Стефан застал парня сидящим на подоконнике. Что же тот надеялся увидеть там, за окном? Пейзаж был безрадостным. Бараки, бараки, бараки, колонны тощих и изможденных узников, дымящие трубы. Заметив, что к нему зашел офицер, юноша тут же соскочил с подоконника и опустил глаза. Он все еще был бледным, реснички его дрожали.

Между кроватями Карла и Равиля стоял столик. Стефан положил на него ремень и наручники, а потом отдал парню приказ, указывая на кровать:

– Я дал тебе достаточно времени все осознать, Равиль. Ложись на живот лицом вниз и подними руки к изголовью. Быстро! Мое терпение иссякло, и сейчас ты будешь наказан.

Все это он произнес твердым голосом, еле сдерживая свирепый рык. Он и в самом деле был ужасно зол на Равиля. Своим безобразным поведением тот подставлял его да еще и попытался убить.

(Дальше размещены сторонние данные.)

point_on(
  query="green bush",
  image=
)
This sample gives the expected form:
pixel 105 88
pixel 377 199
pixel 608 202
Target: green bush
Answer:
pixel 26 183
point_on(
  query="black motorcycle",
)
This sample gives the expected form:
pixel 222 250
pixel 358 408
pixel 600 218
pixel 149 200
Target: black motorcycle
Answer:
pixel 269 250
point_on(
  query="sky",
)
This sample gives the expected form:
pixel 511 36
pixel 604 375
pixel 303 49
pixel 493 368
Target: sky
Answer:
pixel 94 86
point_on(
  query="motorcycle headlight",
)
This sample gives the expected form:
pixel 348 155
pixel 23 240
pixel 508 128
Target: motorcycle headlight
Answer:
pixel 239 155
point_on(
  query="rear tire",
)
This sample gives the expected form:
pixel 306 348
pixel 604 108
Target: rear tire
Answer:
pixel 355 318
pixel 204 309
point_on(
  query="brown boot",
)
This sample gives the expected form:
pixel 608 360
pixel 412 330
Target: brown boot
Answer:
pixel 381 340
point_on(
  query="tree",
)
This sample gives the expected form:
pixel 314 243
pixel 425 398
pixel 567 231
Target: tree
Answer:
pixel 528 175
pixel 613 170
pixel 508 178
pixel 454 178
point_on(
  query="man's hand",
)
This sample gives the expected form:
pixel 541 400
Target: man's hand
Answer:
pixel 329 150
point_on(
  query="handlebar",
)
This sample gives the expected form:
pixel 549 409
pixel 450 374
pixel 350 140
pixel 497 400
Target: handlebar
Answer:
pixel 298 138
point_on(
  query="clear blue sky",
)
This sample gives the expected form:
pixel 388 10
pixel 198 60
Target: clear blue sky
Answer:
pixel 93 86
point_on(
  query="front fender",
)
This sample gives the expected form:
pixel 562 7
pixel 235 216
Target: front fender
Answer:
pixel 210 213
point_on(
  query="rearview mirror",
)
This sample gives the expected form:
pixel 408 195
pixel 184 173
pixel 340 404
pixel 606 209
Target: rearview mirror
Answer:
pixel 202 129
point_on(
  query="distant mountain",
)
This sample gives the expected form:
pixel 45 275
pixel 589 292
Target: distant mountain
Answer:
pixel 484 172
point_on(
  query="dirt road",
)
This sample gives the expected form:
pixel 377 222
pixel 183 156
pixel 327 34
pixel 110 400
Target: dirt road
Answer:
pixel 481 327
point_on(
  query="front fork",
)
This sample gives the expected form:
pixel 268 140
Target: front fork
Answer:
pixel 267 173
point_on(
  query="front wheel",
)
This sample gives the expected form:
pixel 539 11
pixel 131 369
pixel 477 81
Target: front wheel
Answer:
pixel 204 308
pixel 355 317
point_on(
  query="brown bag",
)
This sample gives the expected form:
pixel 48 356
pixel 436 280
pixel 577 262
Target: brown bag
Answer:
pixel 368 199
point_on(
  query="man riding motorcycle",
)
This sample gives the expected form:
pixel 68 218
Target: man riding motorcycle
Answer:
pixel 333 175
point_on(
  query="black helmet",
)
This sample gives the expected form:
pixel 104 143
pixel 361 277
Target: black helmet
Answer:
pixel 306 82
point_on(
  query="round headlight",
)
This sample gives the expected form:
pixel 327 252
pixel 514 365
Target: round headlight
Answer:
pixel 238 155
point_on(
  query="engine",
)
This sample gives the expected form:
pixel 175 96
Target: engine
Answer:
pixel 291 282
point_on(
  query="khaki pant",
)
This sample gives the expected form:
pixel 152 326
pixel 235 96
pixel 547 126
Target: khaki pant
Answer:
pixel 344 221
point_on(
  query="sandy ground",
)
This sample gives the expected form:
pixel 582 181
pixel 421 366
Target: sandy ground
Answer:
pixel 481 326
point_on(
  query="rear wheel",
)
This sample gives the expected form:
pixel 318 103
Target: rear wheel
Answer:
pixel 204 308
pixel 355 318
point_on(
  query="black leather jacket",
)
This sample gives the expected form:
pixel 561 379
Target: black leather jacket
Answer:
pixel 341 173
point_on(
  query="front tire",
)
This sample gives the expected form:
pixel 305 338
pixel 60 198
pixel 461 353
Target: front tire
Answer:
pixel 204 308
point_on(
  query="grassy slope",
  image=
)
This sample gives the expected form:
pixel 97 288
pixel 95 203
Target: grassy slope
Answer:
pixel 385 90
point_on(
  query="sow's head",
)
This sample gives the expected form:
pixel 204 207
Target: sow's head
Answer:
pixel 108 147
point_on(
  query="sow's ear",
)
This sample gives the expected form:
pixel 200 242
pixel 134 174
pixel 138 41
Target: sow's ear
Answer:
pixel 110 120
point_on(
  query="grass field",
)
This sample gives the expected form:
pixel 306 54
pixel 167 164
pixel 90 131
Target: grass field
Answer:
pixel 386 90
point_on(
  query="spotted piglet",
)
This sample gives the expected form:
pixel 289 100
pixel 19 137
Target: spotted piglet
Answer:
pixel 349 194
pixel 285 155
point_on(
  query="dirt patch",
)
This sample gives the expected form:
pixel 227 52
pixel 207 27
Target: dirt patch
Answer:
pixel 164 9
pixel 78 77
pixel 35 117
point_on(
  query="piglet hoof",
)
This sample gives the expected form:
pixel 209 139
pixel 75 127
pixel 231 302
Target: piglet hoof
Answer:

К злости и раздражению примешивалось нарастающее возбуждение, которое, в общем-то, мучило его еще с самого утра. И вот он добрался до своего еврейчика.

Равиль сжал губы и, не поднимая глаз, чтобы не доставить немцу удовольствия прочесть в них замешательство и страх, лег, как тот приказал, схватив руками металлические прутья изголовья своей койки. Стефан ловко обхватил его тонкие запястья браслетами наручников. Раздался щелчок. Ловушка, в которую попался Равиль, безнадежно захлопнулась. Немец вздохнул с облегчением. Наконец-то парень оказался в полной его власти, и сейчас он сделает с ним все, что захочет. Внутри у него все просто клокотало от нарастающей злости.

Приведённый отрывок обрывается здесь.